Vishal Ingole, July 19, 2017

Does This Count As Irony?

May 16, 2017

Does this count as irony?

Palantir, who has built its data-analysis business largely on its relationships with government organizations, has a Department of Labor analysis to thank for recent charges of discrimination. No word on whether that Department used Palantir software to “sift through” the reports. Now, Business Insider tells us, “Palantir Will Shell Out $1.7 Million to Settle Claims that It Discriminated Against Asian Engineers.” Writer Julie Bort tells us that, in addition to that payout, Palantir will make job offers to eight unspecified Asians. She also explains:

The issue arose because, as a government contractor, Palantir must report its diversity statistics to the government. The Labor Department sifted through these reports and concluded that even though Palantir received a huge number of qualified Asian applicants for certain roles, it was hiring only small numbers of them. Palantir, being the big data company that it is, did its own sifting and produced a data-filled response that it said refuted the allegations and showed that in some tech titles 25%-38% of its employees were Asians. Apparently, Palantirs protestations weren’t enough on to satisfy government regulators, so the company agreed to settle.

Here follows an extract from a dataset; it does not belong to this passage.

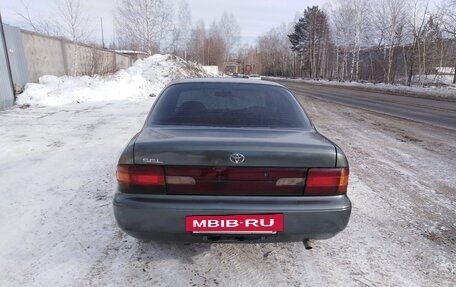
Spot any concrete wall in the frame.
[21,30,66,82]
[21,30,131,82]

For its part, Palantir insists on their innocence but say they settled in order to put the matter behind them. Bort notes the unusual nature of this case—according to the Equal Employment Opportunity Commission, African-Americans, Latin-Americans, and women are more underrepresented in tech fields than Asians. Is the Department of Labor making it a rule to analyze the hiring patterns of companies required to report diversity statistics? If they are consistent, there should soon be a number of such lawsuits regarding discrimination against other groups. We shall see.